The work of Akhil Mathew et al. really is a continuation of Thomason's: the goal is to consider algebraic $K$-theory and its sibblings (such as $TC$) and to see them as cohomology theories of (affine) schemes. A natural question is then to understand descent properties (i.e. local to global principles): $K$-theory governs intersection theory through Chern classes (and Atiyah–Hirzebruch–like spectral sequences produce filtrations whose associated graded are higher Chow groups), and if we consider intersection theory in cohomologies for which étale descent holds (e.g. $\ell$-adic cohomology), it is natural to wonder what are the structural properties of $K$-theory étale locally. The fact that $K(1)$-localization of algebraic $K$-theory almost gives its étale sheafification (as observed by Thomason a long time ago) and the fact étale cohomology in fact satisfies $h$-decent (essentially because of proper base change formulas, as observed by Grothendieck in SGA 4), makes that it is natural to study descent for topologies related to (or generalizing the) $h$-topology, at least after $K(1)$-localization. The point, for applications of such results, is that, locally for the $h$-topology, singularities have great tendency to disappear (for quasi-excellent schemes, the theorem of De Jong–Gabber literally says that), and the local descriptions are essentially determined by valuation rings which are huge but with nice structural properties. Furthermore, topologies such as the $h$-topology are not subcanonical, so that non-trivial new identifications follow from this kind of descent results (we can also study Milnor excision, relation with homotopy invariance…). There are furthermore fundamental results such as the Quillen–Lichtenbaum conjecture (consequence of Bloch–Kato) which explain how to deduce structural properties of $K$-theory from its étale variant.

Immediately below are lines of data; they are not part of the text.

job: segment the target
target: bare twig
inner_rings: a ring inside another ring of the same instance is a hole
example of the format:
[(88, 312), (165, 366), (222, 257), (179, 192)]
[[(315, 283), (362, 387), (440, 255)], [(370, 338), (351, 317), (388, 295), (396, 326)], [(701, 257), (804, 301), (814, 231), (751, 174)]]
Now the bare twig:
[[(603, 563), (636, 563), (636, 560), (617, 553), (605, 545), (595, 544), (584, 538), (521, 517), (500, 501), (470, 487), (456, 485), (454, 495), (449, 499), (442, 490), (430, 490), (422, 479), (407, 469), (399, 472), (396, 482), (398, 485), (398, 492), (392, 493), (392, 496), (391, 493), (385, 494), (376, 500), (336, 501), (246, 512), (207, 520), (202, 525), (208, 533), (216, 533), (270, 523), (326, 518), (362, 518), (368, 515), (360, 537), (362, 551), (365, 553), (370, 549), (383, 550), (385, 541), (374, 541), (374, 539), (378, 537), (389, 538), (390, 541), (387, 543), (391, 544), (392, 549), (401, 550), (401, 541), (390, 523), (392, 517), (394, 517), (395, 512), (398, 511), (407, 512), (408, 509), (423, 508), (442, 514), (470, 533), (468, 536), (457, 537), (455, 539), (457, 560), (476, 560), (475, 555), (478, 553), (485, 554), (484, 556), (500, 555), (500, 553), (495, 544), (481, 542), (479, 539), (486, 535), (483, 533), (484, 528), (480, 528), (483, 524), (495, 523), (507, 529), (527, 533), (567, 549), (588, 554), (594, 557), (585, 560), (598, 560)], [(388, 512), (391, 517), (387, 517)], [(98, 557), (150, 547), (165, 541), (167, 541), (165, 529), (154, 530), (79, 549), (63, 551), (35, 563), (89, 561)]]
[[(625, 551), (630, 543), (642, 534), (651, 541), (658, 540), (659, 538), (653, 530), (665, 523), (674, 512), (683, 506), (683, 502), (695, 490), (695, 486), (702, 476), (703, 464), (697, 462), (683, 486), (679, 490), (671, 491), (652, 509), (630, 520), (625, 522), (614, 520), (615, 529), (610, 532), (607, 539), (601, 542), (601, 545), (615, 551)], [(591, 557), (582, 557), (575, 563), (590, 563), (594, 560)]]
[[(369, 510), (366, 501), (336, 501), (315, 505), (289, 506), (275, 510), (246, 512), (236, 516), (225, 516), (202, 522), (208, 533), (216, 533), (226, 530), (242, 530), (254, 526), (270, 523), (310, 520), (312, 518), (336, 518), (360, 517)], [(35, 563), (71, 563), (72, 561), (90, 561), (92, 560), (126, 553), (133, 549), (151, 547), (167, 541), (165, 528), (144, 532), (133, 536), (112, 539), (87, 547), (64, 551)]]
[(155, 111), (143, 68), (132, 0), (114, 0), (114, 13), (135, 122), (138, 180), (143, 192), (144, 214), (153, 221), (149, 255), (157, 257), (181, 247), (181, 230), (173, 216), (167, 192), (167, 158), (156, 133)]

Of course, we can decide not to ignore that $K(1)$ is just one step in the scale of complexity of chromatic homotopy theory. Working $K(0)$-locally simply means that we work with $\mathbb{Q}$-coefficients, and indeed, algebraic $K$-theory with $\mathbb{Q}$-coefficients satisfies étale descent (and Weibel's homotopy invariant $K$-theory with $\mathbb{Q}$-coefficients satisfies $h$-descent), and that fits in the $K(1)$-local picture. The perspective of higher chromatic localizations of algebraic $K$-theory is studied by Markus Land, Akhil Mathew, Lennart Meier and Georg Tamme in Purity in chromatically localized algebraic $K$-theory.